Seqanswers Leaderboard Ad

Collapse

Announcement

Collapse
No announcement yet.
X
 
  • Filter
  • Time
  • Show
Clear All
new posts

  • Asking for vcf file when calling SNP using GATK

    Hi all,

    I sequenced transcriptome of 7 samples including 3 from one environment and the other 4 from another environment. I did de novo assembly and want to call SNPs using GATK. I merged the unigenes as a reference and now I plan to call the SNP from each sample. There is no reference genome neither knownSites of SNPs.


    The command lines I used are listed below:


    1. java -jar GenomeAnalysisTK-2.5-2-gf57256b/GenomeAnalysisTK.jar -R mergeunigene_ref.fa -T RealignerTargetCreator -I sample1_dedup.bam -o sample1.intervals

    2. java -jar GenomeAnalysisTK-2.5-2-gf57256b/GenomeAnalysisTK.jar -R mergeunigene_ref.fa -T IndelRealigner -targetIntervals sample1.intervals -I sample1_dedup.bam -o sample1_deduprealn.bam

    It runs well till here, but when I run BaseRecalibrator, Error is below:

    3. java -jar GenomeAnalysisTK-2.5-2-gf57256b/Genome
    AnalysisTK.jar -R mergeunigene_ref.fa -T BaseRecalibrator -I sample1_deduprealn7.bam -o sample1.grp
    ##### ERROR ------------------------------------------------------------------------------------------
    ##### ERROR A USER ERROR has occurred (version 2.5-2-gf57256b):
    ##### ERROR The invalid arguments or inputs must be corrected before the GATK can proceed
    ##### ERROR Please do not post this error to the GATK forum
    ##### ERROR
    ##### ERROR See the documentation (rerun with -h) for this tool to view allowable command-line arguments.
    ##### ERROR Visit our website and forum for extensive documentation and answers to
    ##### ERROR commonly asked questions http://www.broadinstitute.org/gatk
    ##### ERROR
    ##### ERROR MESSAGE: Invalid command line: This calculation is critically dependent on being able to skip over known variant sites. Please provide a VCF file containing known sites of genetic variation.

    Does anybody meet this problem? Any comment is appreciated.

  • #2
    When working with a non-model organism for which little or no known variant information is available the GATK developers recommend that you "bootstrap" your own list of known variants following this procedure:

    I'm working on a genome that doesn't really have a good SNP database yet. I'm wondering if it still makes sense to run base quality score recalibration without known SNPs.

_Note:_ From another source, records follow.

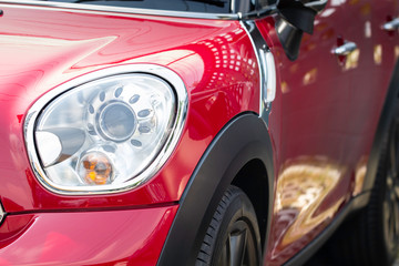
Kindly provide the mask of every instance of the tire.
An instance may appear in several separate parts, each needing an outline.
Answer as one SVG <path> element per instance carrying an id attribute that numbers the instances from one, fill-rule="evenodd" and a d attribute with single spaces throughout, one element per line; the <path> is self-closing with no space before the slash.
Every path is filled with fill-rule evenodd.
<path id="1" fill-rule="evenodd" d="M 235 186 L 224 193 L 196 259 L 196 266 L 260 265 L 260 237 L 249 198 Z"/>
<path id="2" fill-rule="evenodd" d="M 393 264 L 398 250 L 399 116 L 397 115 L 383 141 L 370 202 L 365 209 L 339 228 L 316 259 L 320 262 L 324 254 L 329 257 L 326 265 L 388 266 Z M 317 262 L 316 259 L 314 262 Z"/>

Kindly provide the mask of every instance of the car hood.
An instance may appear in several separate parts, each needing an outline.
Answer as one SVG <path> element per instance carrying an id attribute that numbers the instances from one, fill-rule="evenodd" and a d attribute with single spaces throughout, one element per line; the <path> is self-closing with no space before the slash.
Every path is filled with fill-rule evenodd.
<path id="1" fill-rule="evenodd" d="M 209 82 L 207 71 L 215 68 L 214 54 L 206 44 L 209 40 L 221 39 L 226 50 L 234 49 L 242 58 L 254 58 L 253 51 L 246 50 L 250 42 L 243 39 L 245 31 L 236 30 L 238 21 L 115 14 L 12 3 L 0 4 L 0 9 L 3 10 L 0 17 L 0 200 L 7 212 L 59 208 L 60 204 L 69 208 L 101 206 L 104 201 L 112 201 L 113 205 L 132 202 L 140 205 L 151 197 L 149 192 L 136 192 L 134 195 L 137 196 L 126 200 L 123 196 L 117 201 L 112 196 L 111 200 L 81 200 L 45 191 L 29 166 L 23 139 L 25 114 L 45 92 L 95 70 L 151 63 L 175 71 L 183 79 L 190 99 L 194 94 L 204 98 L 211 92 L 198 88 Z M 236 35 L 234 42 L 244 40 L 249 45 L 235 43 L 229 48 L 227 38 L 232 38 L 232 32 Z M 248 93 L 256 96 L 252 91 Z M 258 100 L 254 101 L 257 104 Z M 209 120 L 217 125 L 216 131 L 226 122 L 216 121 L 216 117 Z M 205 149 L 204 144 L 202 149 Z M 178 198 L 182 190 L 177 192 L 170 187 L 171 191 L 157 201 Z"/>

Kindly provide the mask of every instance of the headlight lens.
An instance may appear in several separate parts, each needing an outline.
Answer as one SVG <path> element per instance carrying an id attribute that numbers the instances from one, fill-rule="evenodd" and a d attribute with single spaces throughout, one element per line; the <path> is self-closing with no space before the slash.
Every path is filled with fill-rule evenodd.
<path id="1" fill-rule="evenodd" d="M 25 137 L 28 150 L 31 139 L 35 144 L 30 157 L 47 187 L 66 194 L 121 191 L 162 166 L 180 135 L 186 96 L 176 74 L 156 69 L 88 81 L 40 112 L 32 108 L 35 122 L 27 122 Z M 180 89 L 151 72 L 172 78 Z"/>

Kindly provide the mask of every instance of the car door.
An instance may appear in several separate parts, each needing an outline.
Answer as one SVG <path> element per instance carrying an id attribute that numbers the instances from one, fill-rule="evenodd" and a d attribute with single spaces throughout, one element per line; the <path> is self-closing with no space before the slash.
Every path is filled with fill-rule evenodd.
<path id="1" fill-rule="evenodd" d="M 276 162 L 275 202 L 266 263 L 284 264 L 309 244 L 348 202 L 354 175 L 348 162 L 351 136 L 350 82 L 341 47 L 348 23 L 345 0 L 329 1 L 289 60 L 278 37 L 278 14 L 257 21 L 275 57 L 276 99 L 269 114 Z M 361 28 L 362 29 L 362 28 Z M 356 54 L 355 54 L 356 55 Z M 354 55 L 352 55 L 354 57 Z"/>

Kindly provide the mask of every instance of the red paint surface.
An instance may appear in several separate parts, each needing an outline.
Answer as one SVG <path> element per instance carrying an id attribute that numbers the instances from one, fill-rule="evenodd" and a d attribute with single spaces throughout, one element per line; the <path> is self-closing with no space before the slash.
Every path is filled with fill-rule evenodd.
<path id="1" fill-rule="evenodd" d="M 398 16 L 397 7 L 383 2 L 388 6 L 330 1 L 314 34 L 304 35 L 295 62 L 284 54 L 274 18 L 257 22 L 277 70 L 269 116 L 276 198 L 268 265 L 304 248 L 354 194 L 354 176 L 367 162 L 396 61 L 398 33 L 380 25 Z M 237 21 L 1 9 L 0 124 L 7 126 L 0 127 L 0 197 L 11 215 L 0 229 L 0 264 L 155 264 L 177 206 L 142 207 L 177 202 L 217 132 L 241 112 L 258 111 L 256 58 L 245 31 Z M 358 44 L 357 58 L 331 54 L 339 38 Z M 145 185 L 124 193 L 78 197 L 43 188 L 24 147 L 29 106 L 75 76 L 132 63 L 170 68 L 186 85 L 187 121 L 171 158 Z M 132 206 L 137 209 L 100 212 Z M 55 213 L 62 209 L 96 212 Z M 19 212 L 31 214 L 14 215 Z"/>
<path id="2" fill-rule="evenodd" d="M 104 208 L 175 202 L 216 133 L 234 115 L 258 110 L 250 41 L 237 21 L 74 13 L 1 7 L 0 195 L 7 212 Z M 153 63 L 180 74 L 190 106 L 175 152 L 151 182 L 130 192 L 60 196 L 29 166 L 21 115 L 40 95 L 112 65 Z"/>
<path id="3" fill-rule="evenodd" d="M 0 265 L 155 265 L 177 205 L 145 209 L 11 215 Z"/>

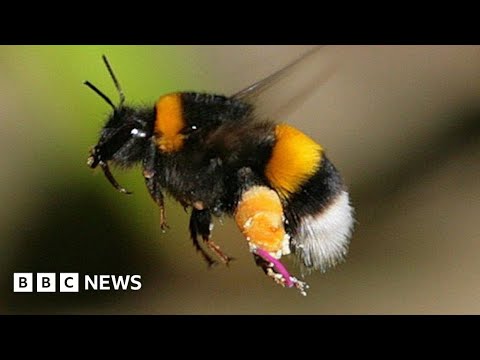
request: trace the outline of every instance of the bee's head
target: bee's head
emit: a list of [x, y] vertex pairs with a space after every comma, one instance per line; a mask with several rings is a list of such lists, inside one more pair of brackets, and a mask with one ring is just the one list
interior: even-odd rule
[[120, 95], [120, 103], [118, 106], [115, 106], [110, 98], [97, 87], [89, 81], [85, 82], [85, 85], [103, 98], [113, 109], [101, 131], [97, 145], [90, 150], [87, 164], [92, 169], [100, 165], [107, 179], [117, 190], [129, 193], [116, 182], [110, 172], [108, 162], [111, 161], [115, 165], [128, 167], [143, 159], [148, 139], [153, 132], [151, 124], [154, 113], [151, 110], [137, 109], [124, 105], [125, 95], [120, 84], [105, 56], [103, 56], [103, 61]]

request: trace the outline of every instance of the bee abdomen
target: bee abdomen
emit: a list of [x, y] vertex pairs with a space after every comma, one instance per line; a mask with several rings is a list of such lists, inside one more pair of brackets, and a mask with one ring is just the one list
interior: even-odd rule
[[276, 127], [265, 175], [282, 198], [291, 248], [307, 269], [322, 271], [346, 255], [353, 208], [322, 147], [288, 125]]

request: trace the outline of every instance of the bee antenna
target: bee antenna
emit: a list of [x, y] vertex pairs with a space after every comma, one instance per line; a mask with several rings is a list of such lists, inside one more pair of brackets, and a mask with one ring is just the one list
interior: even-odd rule
[[117, 111], [117, 108], [113, 104], [112, 100], [110, 100], [110, 98], [107, 95], [105, 95], [103, 92], [98, 90], [98, 88], [95, 85], [93, 85], [90, 81], [85, 81], [84, 84], [87, 85], [93, 91], [95, 91], [103, 100], [105, 100], [107, 104], [113, 108], [113, 111]]
[[107, 67], [108, 72], [110, 73], [110, 76], [112, 77], [115, 87], [117, 88], [118, 95], [120, 96], [119, 107], [122, 107], [123, 103], [125, 102], [125, 94], [123, 93], [120, 83], [118, 82], [117, 77], [115, 76], [112, 70], [112, 67], [110, 66], [110, 63], [108, 62], [107, 57], [105, 55], [102, 55], [102, 59], [103, 59], [103, 62], [105, 63], [105, 66]]

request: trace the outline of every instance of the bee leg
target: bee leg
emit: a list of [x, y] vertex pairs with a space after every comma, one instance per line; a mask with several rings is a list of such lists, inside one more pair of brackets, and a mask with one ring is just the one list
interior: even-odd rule
[[145, 178], [145, 184], [147, 185], [150, 196], [160, 209], [160, 228], [162, 229], [162, 231], [165, 231], [169, 228], [169, 226], [167, 225], [165, 217], [165, 204], [163, 193], [160, 188], [160, 182], [158, 181], [155, 171], [156, 154], [157, 148], [152, 138], [150, 141], [149, 149], [147, 151], [147, 155], [145, 156], [145, 159], [143, 161], [143, 177]]
[[275, 283], [283, 287], [295, 287], [300, 291], [300, 294], [303, 296], [307, 295], [308, 284], [291, 276], [279, 260], [262, 251], [258, 251], [258, 254], [254, 253], [253, 257], [255, 263], [268, 277], [273, 279]]
[[204, 248], [200, 246], [200, 243], [198, 242], [198, 236], [202, 235], [203, 237], [202, 230], [204, 229], [200, 226], [200, 222], [199, 222], [196, 211], [198, 210], [193, 210], [192, 215], [190, 216], [190, 225], [189, 225], [190, 236], [193, 241], [193, 246], [195, 246], [195, 250], [199, 251], [203, 259], [207, 262], [208, 266], [212, 267], [216, 265], [217, 262], [212, 259], [212, 257], [205, 251]]
[[190, 223], [193, 221], [196, 222], [198, 232], [202, 236], [203, 241], [210, 250], [212, 250], [224, 264], [228, 265], [230, 261], [233, 260], [230, 256], [226, 255], [211, 238], [210, 233], [213, 228], [212, 223], [212, 214], [209, 210], [192, 210], [192, 216], [190, 218]]

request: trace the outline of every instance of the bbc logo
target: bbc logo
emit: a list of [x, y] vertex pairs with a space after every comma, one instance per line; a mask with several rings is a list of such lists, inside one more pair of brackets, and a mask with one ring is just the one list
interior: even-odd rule
[[[36, 292], [57, 291], [56, 273], [37, 273], [36, 275]], [[78, 292], [78, 273], [60, 273], [59, 275], [60, 292]], [[33, 292], [33, 285], [33, 273], [13, 274], [13, 292]]]

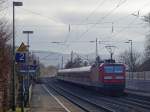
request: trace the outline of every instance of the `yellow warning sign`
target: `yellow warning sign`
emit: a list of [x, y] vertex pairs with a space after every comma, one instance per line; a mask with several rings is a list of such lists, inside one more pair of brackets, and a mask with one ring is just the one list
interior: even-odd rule
[[17, 49], [18, 52], [26, 52], [28, 51], [28, 47], [22, 42], [19, 48]]

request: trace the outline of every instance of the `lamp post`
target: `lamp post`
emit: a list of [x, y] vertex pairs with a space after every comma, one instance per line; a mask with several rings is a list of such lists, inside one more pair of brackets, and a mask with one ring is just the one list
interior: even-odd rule
[[15, 105], [15, 7], [22, 6], [22, 2], [13, 2], [13, 69], [12, 69], [12, 111], [16, 110]]
[[[28, 98], [29, 98], [29, 35], [33, 34], [33, 31], [23, 31], [23, 34], [27, 34], [27, 45], [28, 45], [28, 57], [27, 57], [27, 86], [28, 86]], [[28, 99], [29, 100], [29, 99]]]
[[131, 59], [131, 73], [132, 73], [132, 79], [133, 79], [133, 46], [132, 46], [132, 43], [133, 41], [132, 40], [128, 40], [127, 42], [125, 43], [130, 43], [130, 50], [131, 50], [131, 53], [130, 53], [130, 59]]

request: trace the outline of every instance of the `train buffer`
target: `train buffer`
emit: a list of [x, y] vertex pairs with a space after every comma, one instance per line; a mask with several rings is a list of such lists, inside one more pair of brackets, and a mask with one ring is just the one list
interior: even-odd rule
[[36, 84], [32, 90], [30, 112], [70, 112], [50, 93], [46, 86]]

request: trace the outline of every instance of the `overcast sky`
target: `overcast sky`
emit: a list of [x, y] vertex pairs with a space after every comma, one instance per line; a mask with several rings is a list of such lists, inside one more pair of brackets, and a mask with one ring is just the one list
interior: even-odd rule
[[[89, 42], [98, 38], [99, 54], [106, 54], [106, 45], [116, 46], [116, 54], [129, 48], [125, 41], [132, 39], [133, 47], [144, 49], [148, 25], [142, 16], [150, 12], [150, 0], [20, 0], [22, 7], [16, 7], [16, 44], [26, 43], [23, 30], [33, 30], [30, 35], [30, 49], [69, 53], [95, 52], [95, 44]], [[12, 2], [12, 1], [11, 1]], [[10, 2], [10, 12], [12, 11]], [[138, 15], [139, 17], [133, 16]], [[112, 25], [113, 22], [113, 25]], [[70, 24], [70, 28], [69, 28]], [[113, 32], [112, 32], [113, 26]], [[66, 41], [52, 44], [52, 41]]]

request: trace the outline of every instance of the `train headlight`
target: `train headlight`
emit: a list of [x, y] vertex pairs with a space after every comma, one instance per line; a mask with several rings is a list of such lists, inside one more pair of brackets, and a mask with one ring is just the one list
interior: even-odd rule
[[116, 76], [116, 79], [124, 79], [124, 76]]
[[112, 76], [104, 76], [104, 79], [110, 80], [110, 79], [112, 79]]

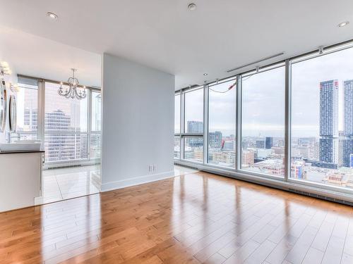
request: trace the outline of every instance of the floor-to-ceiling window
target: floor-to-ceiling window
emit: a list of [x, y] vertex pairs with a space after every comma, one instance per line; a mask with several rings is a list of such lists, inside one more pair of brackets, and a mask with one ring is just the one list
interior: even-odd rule
[[16, 97], [18, 139], [36, 140], [38, 138], [37, 80], [19, 78]]
[[203, 161], [203, 88], [184, 94], [184, 158]]
[[61, 96], [58, 94], [59, 86], [45, 82], [46, 162], [87, 160], [88, 98], [78, 100]]
[[180, 158], [180, 109], [181, 94], [177, 94], [174, 98], [174, 158]]
[[353, 188], [353, 49], [292, 65], [290, 178]]
[[[90, 95], [90, 130], [89, 158], [100, 158], [102, 142], [102, 96], [100, 91], [92, 90]], [[90, 120], [89, 120], [90, 122]]]
[[285, 176], [285, 67], [241, 77], [241, 169]]
[[236, 162], [236, 80], [208, 87], [208, 163], [234, 168]]
[[177, 91], [176, 162], [353, 194], [352, 61], [346, 43]]
[[100, 90], [87, 88], [86, 98], [79, 100], [60, 96], [59, 87], [58, 82], [18, 76], [18, 126], [11, 140], [42, 140], [46, 166], [99, 162]]

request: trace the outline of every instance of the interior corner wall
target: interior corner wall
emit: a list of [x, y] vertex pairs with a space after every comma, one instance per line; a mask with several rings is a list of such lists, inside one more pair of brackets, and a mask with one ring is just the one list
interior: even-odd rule
[[102, 65], [102, 191], [172, 177], [174, 76], [106, 54]]

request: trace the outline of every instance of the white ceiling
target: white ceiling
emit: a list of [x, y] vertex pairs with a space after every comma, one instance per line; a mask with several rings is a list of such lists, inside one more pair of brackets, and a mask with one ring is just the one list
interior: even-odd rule
[[0, 26], [0, 61], [9, 64], [13, 75], [64, 82], [75, 68], [81, 84], [100, 87], [101, 61], [100, 54]]
[[[195, 11], [189, 2], [0, 0], [0, 23], [174, 74], [176, 88], [279, 52], [285, 55], [275, 60], [353, 39], [352, 0], [195, 0]], [[345, 20], [351, 24], [337, 27]]]

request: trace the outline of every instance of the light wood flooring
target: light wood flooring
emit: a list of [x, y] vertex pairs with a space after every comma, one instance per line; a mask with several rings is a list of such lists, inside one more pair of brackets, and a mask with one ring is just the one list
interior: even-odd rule
[[0, 263], [353, 263], [353, 209], [197, 172], [0, 214]]

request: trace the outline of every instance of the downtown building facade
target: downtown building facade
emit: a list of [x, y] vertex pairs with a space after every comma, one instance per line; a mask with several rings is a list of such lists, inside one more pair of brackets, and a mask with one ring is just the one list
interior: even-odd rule
[[339, 132], [339, 82], [320, 83], [320, 139], [318, 167], [350, 167], [353, 153], [353, 80], [343, 82], [343, 133]]

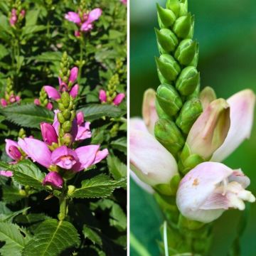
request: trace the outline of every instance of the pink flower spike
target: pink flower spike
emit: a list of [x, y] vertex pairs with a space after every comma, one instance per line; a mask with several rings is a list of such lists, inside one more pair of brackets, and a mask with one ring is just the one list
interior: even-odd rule
[[107, 102], [107, 93], [104, 90], [100, 90], [99, 99], [100, 99], [101, 102]]
[[70, 170], [78, 162], [78, 157], [75, 151], [68, 149], [67, 146], [62, 146], [53, 151], [51, 160], [53, 164]]
[[85, 122], [85, 117], [82, 112], [80, 112], [76, 114], [78, 125], [82, 125]]
[[6, 152], [10, 158], [17, 161], [22, 156], [21, 151], [18, 150], [18, 145], [16, 142], [11, 139], [6, 139], [5, 140], [6, 144]]
[[114, 99], [113, 103], [116, 106], [118, 106], [124, 99], [125, 94], [124, 93], [119, 93], [117, 95], [117, 97]]
[[96, 157], [92, 164], [96, 164], [100, 162], [102, 160], [105, 159], [108, 156], [108, 154], [109, 154], [109, 151], [107, 149], [105, 149], [101, 151], [99, 150], [96, 154]]
[[81, 19], [80, 18], [79, 14], [74, 11], [69, 11], [68, 14], [65, 14], [65, 18], [76, 24], [81, 23]]
[[11, 171], [0, 171], [0, 175], [6, 177], [12, 177], [14, 175]]
[[94, 164], [99, 149], [99, 145], [84, 146], [76, 149], [75, 151], [78, 156], [79, 163], [73, 166], [73, 170], [80, 171]]
[[1, 102], [1, 105], [2, 105], [2, 107], [6, 107], [8, 105], [6, 100], [4, 99], [1, 99], [0, 102]]
[[58, 143], [58, 135], [51, 124], [42, 122], [40, 124], [40, 127], [43, 139], [48, 145], [51, 145], [53, 142]]
[[78, 91], [79, 91], [79, 85], [76, 84], [72, 87], [70, 92], [70, 95], [72, 97], [75, 98], [78, 95]]
[[46, 143], [36, 139], [25, 138], [18, 139], [18, 144], [33, 161], [44, 167], [50, 167], [51, 152]]
[[86, 21], [87, 23], [92, 23], [93, 21], [97, 21], [102, 14], [102, 10], [100, 8], [96, 8], [92, 10], [88, 15], [88, 18]]
[[61, 188], [63, 183], [63, 178], [55, 171], [50, 171], [43, 181], [43, 186], [52, 186], [55, 188]]
[[77, 79], [78, 75], [78, 68], [74, 67], [70, 70], [70, 75], [68, 80], [73, 83]]
[[44, 90], [47, 93], [50, 99], [58, 100], [60, 99], [60, 92], [54, 87], [50, 85], [45, 85], [43, 87]]

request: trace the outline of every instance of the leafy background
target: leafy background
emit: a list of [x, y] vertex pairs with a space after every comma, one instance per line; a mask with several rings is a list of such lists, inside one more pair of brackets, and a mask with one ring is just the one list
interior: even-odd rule
[[[75, 26], [64, 19], [65, 13], [78, 10], [80, 1], [21, 1], [26, 15], [18, 39], [19, 55], [12, 53], [15, 41], [8, 22], [8, 2], [0, 1], [0, 98], [4, 94], [7, 78], [12, 76], [14, 90], [21, 94], [21, 105], [0, 107], [0, 168], [11, 168], [2, 162], [10, 161], [4, 151], [6, 138], [16, 140], [20, 128], [23, 127], [27, 135], [41, 139], [40, 122], [53, 121], [53, 112], [33, 102], [43, 85], [58, 86], [60, 61], [64, 51], [70, 57], [71, 67], [80, 66], [77, 61], [80, 58], [85, 61], [78, 81], [77, 109], [83, 112], [86, 121], [91, 122], [92, 137], [83, 143], [100, 144], [109, 149], [110, 156], [96, 169], [81, 172], [70, 181], [86, 189], [78, 190], [70, 196], [73, 199], [69, 215], [67, 221], [61, 223], [55, 220], [57, 198], [45, 200], [49, 193], [43, 190], [41, 181], [46, 170], [41, 166], [40, 171], [36, 164], [29, 161], [23, 163], [27, 166], [14, 169], [15, 182], [1, 176], [0, 254], [18, 256], [25, 247], [23, 255], [33, 255], [35, 247], [40, 245], [39, 255], [55, 234], [54, 242], [46, 252], [48, 255], [59, 255], [68, 247], [73, 248], [63, 252], [63, 255], [73, 252], [76, 255], [124, 255], [126, 102], [124, 100], [118, 107], [100, 105], [98, 92], [100, 88], [107, 87], [117, 72], [119, 76], [117, 90], [126, 90], [127, 7], [119, 0], [86, 1], [88, 9], [100, 7], [103, 13], [86, 36], [81, 58], [80, 42], [74, 36]], [[117, 60], [122, 63], [118, 70]], [[112, 128], [117, 125], [114, 132]], [[35, 188], [28, 199], [21, 193], [26, 185]], [[116, 188], [119, 188], [113, 192]], [[26, 208], [27, 203], [30, 208]], [[78, 230], [80, 241], [70, 223]], [[45, 243], [38, 242], [43, 240]]]
[[[156, 1], [131, 0], [130, 99], [131, 116], [141, 116], [142, 95], [148, 87], [156, 89], [159, 80], [154, 56], [158, 55], [154, 28], [157, 27]], [[165, 1], [158, 1], [162, 6]], [[256, 92], [256, 2], [254, 0], [188, 0], [195, 14], [195, 38], [199, 42], [201, 87], [213, 87], [218, 97], [251, 88]], [[242, 124], [241, 124], [242, 125]], [[256, 194], [256, 126], [225, 164], [242, 168], [251, 179], [250, 190]], [[151, 255], [159, 254], [157, 240], [161, 213], [152, 196], [131, 179], [131, 232]], [[246, 229], [240, 238], [242, 256], [256, 255], [256, 204], [247, 206]], [[247, 212], [246, 212], [247, 213]], [[210, 255], [225, 256], [237, 233], [242, 213], [229, 210], [214, 225], [215, 238]], [[131, 247], [131, 255], [139, 255]], [[142, 254], [141, 254], [142, 255]], [[146, 255], [146, 254], [145, 254]]]

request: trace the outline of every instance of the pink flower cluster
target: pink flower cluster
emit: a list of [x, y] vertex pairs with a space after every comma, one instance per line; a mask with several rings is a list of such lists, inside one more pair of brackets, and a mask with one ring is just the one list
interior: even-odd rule
[[[113, 100], [113, 104], [118, 106], [125, 97], [124, 93], [119, 93]], [[107, 92], [104, 90], [100, 90], [99, 93], [99, 100], [102, 103], [107, 102]]]
[[80, 36], [80, 31], [87, 32], [93, 28], [93, 23], [100, 17], [102, 13], [102, 11], [100, 8], [96, 8], [82, 15], [74, 11], [69, 11], [65, 15], [65, 18], [78, 25], [79, 31], [75, 32], [75, 36], [78, 37]]

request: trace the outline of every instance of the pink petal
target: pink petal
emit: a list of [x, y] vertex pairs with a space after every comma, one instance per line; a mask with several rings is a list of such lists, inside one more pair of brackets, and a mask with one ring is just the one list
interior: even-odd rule
[[43, 181], [43, 186], [52, 186], [55, 188], [61, 188], [63, 183], [63, 178], [55, 171], [50, 171]]
[[18, 139], [18, 144], [33, 161], [46, 168], [50, 167], [51, 152], [46, 143], [36, 139], [25, 138]]
[[74, 11], [69, 11], [68, 14], [65, 14], [65, 18], [69, 21], [74, 22], [77, 24], [81, 23], [79, 14]]
[[78, 95], [78, 91], [79, 91], [79, 85], [76, 84], [72, 87], [70, 92], [70, 96], [73, 97], [73, 98], [75, 98]]
[[55, 88], [49, 85], [45, 85], [43, 88], [50, 99], [53, 99], [53, 100], [60, 99], [60, 92]]
[[125, 94], [124, 93], [119, 93], [117, 95], [117, 97], [114, 99], [113, 103], [116, 106], [118, 106], [124, 99]]
[[102, 102], [107, 102], [107, 93], [104, 90], [100, 90], [99, 99]]
[[99, 148], [99, 145], [90, 145], [76, 149], [75, 151], [78, 156], [80, 162], [73, 166], [73, 170], [75, 171], [80, 171], [94, 164], [96, 154], [97, 153]]

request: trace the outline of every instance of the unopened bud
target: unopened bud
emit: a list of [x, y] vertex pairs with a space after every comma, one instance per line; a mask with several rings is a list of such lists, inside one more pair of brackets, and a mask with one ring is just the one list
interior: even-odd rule
[[188, 65], [193, 60], [197, 48], [196, 42], [191, 39], [185, 39], [178, 45], [174, 56], [181, 64]]
[[195, 97], [188, 100], [182, 107], [176, 124], [184, 134], [188, 134], [192, 125], [202, 112], [202, 105], [198, 98]]
[[176, 79], [181, 72], [181, 68], [174, 58], [168, 54], [156, 58], [157, 67], [165, 79], [171, 82]]
[[171, 85], [161, 85], [159, 86], [156, 98], [160, 107], [169, 117], [175, 115], [182, 107], [182, 100]]
[[200, 73], [195, 67], [185, 68], [181, 73], [176, 87], [182, 95], [191, 94], [200, 82]]
[[157, 140], [174, 156], [184, 146], [183, 135], [172, 121], [159, 119], [155, 124], [154, 134]]
[[178, 41], [174, 33], [168, 28], [162, 28], [160, 31], [156, 28], [155, 31], [157, 41], [164, 50], [171, 53], [176, 49]]
[[191, 14], [188, 14], [188, 15], [176, 19], [174, 26], [174, 31], [180, 38], [186, 38], [190, 32], [191, 27]]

    The base quality score recalibrator treats every reference mismatch as indicative of machine error. True polymorphisms are legitimate mismatches to the reference and shouldn't be counted against the quality of a base. We use a database of known polymorphisms to skip over most polymorphic sites. Unfortunately without this information the data becomes almost completely unusable since the quality of the bases will be inferred to be much much lower than it actually is as a result of the reference-mismatching SNP sites.

    However, all is not lost if you are willing to experiment a bit. You can bootstrap a database of known SNPs. Here's how it works:

    • First do an initial round of SNP calling on your original, unrecalibrated data.

    • Then take the SNPs that you have the highest confidence in and use that set as the database of known SNPs by feeding it as a VCF file to the base quality score recalibrator.

    • Finally, do a real round of SNP calling with the recalibrated data. These steps could be repeated several times until convergence.
    Taken from http://gatkforums.broadinstitute.org...libration-bqsr

    Comment


    • #3
      I thank you Kmcarr very much!

      I read the website you recommend and find the following suggestions:

      First do an initial round of SNP calling on your original, unrecalibrated data.
      Then take the SNPs that you have the highest confidence in and use that set as the database of known SNPs by feeding it as a VCF file to the base quality score recalibrator.
      Finally, do a real round of SNP calling with the recalibrated data. These steps could be repeated several times until convergence.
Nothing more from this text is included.